Sunday, February 7, 2010

Skunks, Sheets, and Sheds

Sometimes a new word starts me thinking "Why do we have more than one word for this?" I understand that different degrees of the same condition might warrant further description, but what's the difference between drunk and intoxicated and inebriated and why three different words?

First, the definitions: drunk usually refers to a condition caused by extreme intake of alcoholic beverage, and can mean someone who is habitually in that state. Intoxicated is a state caused by alcohol or drugs that is described as a loss of control affecting the nervous system. Inebriated is a synonym for drunk (and when is someone ever ebriated? - see Dec. 26, 2009 post).

So why do we have the two words drunk and inebriated? Etymology, my dear Watson. ("Elementary, my dear Watson" was a phrase never published by Arthur Conan Doyle - it was used first in the movie version of Sherlock Holmes.)

Drunk comes from the Middle English word dronke, and inebriate comes from Latin. Ebrius means drunk, and the in- prefix is an intensive in Latin, so inebrius means very drunk. Ebriare is the past participle of ebrius, and inebriare is as close as Latin comes to providing us with the word we use today.

Inebriated has become a polite synonym for drunk, and has some connotation of not being as intoxicated as someone who's drunk.

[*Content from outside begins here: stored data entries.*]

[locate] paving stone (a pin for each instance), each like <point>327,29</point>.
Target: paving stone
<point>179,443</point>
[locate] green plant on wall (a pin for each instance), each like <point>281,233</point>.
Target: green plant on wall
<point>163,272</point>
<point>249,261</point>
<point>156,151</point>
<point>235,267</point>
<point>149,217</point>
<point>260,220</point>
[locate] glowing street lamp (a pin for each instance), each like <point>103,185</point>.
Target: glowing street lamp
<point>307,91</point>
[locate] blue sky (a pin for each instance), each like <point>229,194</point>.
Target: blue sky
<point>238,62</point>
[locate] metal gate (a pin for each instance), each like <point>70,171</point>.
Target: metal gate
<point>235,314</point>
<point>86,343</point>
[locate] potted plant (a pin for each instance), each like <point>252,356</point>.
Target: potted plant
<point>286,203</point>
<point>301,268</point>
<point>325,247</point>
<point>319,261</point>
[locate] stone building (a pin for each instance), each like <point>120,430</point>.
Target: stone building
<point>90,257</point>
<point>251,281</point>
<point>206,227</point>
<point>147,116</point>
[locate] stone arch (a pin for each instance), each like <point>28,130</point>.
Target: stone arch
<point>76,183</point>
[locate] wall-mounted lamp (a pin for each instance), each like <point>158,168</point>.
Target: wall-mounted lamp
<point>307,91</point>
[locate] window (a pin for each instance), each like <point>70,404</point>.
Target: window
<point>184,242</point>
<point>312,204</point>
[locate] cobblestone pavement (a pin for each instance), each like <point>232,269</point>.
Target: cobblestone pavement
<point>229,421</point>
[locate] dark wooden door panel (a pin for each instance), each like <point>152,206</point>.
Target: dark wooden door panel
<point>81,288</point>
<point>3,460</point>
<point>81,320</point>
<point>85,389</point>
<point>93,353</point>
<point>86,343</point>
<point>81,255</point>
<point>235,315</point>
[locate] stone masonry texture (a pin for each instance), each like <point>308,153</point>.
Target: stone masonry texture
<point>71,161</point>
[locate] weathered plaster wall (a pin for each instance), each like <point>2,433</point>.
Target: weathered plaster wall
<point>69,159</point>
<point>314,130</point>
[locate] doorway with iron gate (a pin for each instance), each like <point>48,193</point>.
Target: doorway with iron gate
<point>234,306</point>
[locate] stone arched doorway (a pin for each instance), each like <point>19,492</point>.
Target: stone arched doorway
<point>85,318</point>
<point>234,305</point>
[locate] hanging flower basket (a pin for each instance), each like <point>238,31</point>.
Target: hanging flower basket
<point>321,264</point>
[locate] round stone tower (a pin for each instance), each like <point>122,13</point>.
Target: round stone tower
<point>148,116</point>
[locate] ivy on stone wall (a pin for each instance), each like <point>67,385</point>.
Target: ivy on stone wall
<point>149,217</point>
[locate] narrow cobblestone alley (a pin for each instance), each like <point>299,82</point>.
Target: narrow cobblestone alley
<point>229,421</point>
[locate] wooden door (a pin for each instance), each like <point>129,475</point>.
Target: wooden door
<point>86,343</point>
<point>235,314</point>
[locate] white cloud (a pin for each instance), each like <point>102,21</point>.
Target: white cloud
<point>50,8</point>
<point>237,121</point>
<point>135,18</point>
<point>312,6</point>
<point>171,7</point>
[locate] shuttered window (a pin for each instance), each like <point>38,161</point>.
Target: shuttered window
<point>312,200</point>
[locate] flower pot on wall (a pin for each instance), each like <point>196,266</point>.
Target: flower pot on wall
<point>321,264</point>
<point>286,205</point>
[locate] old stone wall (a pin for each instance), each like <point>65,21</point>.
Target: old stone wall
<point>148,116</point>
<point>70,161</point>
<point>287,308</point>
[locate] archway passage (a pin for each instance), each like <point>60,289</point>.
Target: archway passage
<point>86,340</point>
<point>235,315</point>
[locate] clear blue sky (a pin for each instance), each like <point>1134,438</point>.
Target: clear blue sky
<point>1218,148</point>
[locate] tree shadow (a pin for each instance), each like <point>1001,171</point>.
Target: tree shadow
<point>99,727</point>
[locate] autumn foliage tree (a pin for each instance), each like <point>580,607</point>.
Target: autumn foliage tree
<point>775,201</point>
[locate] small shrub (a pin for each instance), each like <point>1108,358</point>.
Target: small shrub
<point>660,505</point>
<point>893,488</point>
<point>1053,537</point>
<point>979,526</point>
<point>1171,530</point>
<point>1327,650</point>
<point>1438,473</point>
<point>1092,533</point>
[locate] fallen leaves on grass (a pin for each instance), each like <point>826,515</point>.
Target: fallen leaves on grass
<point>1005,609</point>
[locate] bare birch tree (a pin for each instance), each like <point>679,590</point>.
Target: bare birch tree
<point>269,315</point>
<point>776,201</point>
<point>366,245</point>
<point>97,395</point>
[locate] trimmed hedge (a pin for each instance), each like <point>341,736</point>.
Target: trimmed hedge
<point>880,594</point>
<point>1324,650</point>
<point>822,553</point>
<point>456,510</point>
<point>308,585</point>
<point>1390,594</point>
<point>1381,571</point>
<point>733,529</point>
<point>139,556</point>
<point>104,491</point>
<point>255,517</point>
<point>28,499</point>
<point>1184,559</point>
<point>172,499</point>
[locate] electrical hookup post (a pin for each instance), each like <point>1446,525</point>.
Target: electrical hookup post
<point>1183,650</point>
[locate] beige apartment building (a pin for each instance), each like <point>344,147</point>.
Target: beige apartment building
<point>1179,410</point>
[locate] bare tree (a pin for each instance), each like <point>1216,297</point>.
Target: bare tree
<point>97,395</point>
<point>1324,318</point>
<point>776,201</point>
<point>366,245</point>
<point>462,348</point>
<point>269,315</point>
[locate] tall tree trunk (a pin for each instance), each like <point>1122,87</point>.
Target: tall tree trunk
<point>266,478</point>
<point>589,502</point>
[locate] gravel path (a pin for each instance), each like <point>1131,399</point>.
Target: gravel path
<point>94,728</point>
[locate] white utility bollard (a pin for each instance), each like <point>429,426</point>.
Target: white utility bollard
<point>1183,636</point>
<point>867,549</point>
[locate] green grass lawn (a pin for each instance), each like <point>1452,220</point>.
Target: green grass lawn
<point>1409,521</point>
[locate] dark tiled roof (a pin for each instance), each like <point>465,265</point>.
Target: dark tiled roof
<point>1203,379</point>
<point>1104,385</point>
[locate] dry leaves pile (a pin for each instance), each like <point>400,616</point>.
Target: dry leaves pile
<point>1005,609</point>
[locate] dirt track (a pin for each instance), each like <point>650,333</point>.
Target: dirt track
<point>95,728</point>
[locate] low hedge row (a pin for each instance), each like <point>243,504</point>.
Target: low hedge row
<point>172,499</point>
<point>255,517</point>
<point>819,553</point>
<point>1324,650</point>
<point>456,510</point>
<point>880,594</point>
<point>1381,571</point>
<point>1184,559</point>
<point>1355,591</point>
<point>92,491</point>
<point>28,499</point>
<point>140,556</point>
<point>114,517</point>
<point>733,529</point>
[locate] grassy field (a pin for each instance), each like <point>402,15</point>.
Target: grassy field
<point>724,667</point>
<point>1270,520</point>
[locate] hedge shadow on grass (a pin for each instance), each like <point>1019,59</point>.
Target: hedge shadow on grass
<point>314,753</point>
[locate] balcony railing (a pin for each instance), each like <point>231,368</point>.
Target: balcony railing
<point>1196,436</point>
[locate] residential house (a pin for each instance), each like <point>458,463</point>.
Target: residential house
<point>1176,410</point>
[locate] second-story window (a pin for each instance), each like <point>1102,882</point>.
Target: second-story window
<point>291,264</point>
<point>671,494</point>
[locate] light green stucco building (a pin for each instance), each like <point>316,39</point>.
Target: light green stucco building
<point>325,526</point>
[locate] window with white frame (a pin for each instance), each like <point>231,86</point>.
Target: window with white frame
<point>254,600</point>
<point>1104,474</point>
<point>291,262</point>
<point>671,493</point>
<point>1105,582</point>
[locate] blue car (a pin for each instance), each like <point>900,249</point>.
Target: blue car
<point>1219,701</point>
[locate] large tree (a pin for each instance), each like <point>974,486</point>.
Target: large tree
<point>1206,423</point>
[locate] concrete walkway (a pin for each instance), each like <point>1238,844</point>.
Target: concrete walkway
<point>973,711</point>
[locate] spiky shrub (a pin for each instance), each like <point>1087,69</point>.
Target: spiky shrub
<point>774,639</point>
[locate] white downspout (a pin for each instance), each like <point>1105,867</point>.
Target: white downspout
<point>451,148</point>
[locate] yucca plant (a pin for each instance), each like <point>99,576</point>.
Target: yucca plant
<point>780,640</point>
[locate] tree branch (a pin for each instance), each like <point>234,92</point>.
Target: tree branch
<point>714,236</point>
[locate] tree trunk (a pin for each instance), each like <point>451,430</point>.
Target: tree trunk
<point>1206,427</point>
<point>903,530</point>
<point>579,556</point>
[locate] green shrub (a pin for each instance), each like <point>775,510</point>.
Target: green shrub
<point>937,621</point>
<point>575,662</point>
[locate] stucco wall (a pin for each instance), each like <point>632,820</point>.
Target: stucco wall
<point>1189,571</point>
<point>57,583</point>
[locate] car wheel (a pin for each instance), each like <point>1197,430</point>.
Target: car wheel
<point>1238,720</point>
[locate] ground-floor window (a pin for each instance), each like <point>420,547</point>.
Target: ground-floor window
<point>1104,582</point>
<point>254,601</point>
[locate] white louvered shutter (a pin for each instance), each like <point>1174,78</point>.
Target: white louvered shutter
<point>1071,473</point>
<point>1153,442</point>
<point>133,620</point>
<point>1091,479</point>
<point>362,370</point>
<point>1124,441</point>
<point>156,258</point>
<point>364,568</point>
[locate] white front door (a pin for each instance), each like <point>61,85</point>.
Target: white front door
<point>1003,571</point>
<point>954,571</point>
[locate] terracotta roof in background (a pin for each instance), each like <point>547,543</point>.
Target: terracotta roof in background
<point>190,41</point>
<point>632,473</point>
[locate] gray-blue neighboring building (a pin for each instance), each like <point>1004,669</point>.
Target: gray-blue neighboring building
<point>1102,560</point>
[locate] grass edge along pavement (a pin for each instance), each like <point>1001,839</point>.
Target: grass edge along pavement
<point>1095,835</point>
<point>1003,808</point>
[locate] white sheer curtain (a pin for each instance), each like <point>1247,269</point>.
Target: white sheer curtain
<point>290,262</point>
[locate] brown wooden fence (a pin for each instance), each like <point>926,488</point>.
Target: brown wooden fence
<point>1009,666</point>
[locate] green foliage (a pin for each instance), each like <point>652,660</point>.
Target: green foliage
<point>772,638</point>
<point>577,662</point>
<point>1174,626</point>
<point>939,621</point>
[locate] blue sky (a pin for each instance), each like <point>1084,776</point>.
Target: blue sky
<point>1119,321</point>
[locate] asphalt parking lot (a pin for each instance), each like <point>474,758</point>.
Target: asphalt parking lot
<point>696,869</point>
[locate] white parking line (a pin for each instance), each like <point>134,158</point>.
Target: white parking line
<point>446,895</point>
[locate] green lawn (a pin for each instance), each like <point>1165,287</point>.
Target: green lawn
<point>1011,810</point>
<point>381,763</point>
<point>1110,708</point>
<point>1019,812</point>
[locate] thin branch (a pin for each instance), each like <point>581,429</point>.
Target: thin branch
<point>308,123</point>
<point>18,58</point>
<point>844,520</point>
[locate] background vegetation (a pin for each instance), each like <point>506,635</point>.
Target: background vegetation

Intoxicate has a more sinister etymology. It comes from the Latin word toxicum which means to poison. When you smear poison on something the word becomes toxicare, and the prefix in- gives indication of the state of having been poisoned. We also get the word toxic from this root. While the word we use today comes from a very negative root word, it doesn't retain only negative usages. I am intoxicated by my wife's beauty, and that's not a bad thing.

There's one other word today: dipsomania. You would think dipsomania would be the fear of drinking or being drunk, but that's not so. Dipsomania actually is a medical term first popularized in the 1800s for the extreme or abnormal craving for alcohol. It comes from the German word dipsa, which means thirst.


Drunkenness has spawned some of the most colorful euphemisms (second only to sex, I think). My dictionary starts the list with tipsy, tight, blind and blotto, but there are others like plastered, potted, and stewed. If you have a poetic bent you can be drunk as a skunk, or if you like sailing you can be three sheets to the wind (sheets refers to the ropes that held the sails in place; having a sheet to the wind causes loss of control and power).

BBC News online (http://news.bbc.co.uk/2/hi/uk_news/1883481.stm) has a list of 141 euphemisms for drunk. The list includes entries from ankled to zombied, including the colorful "shedded (as in 'My shed has collapsed taking most of the fence with it.')"

So, if you're enjoying the Super Bowl today, avoid getting shedded.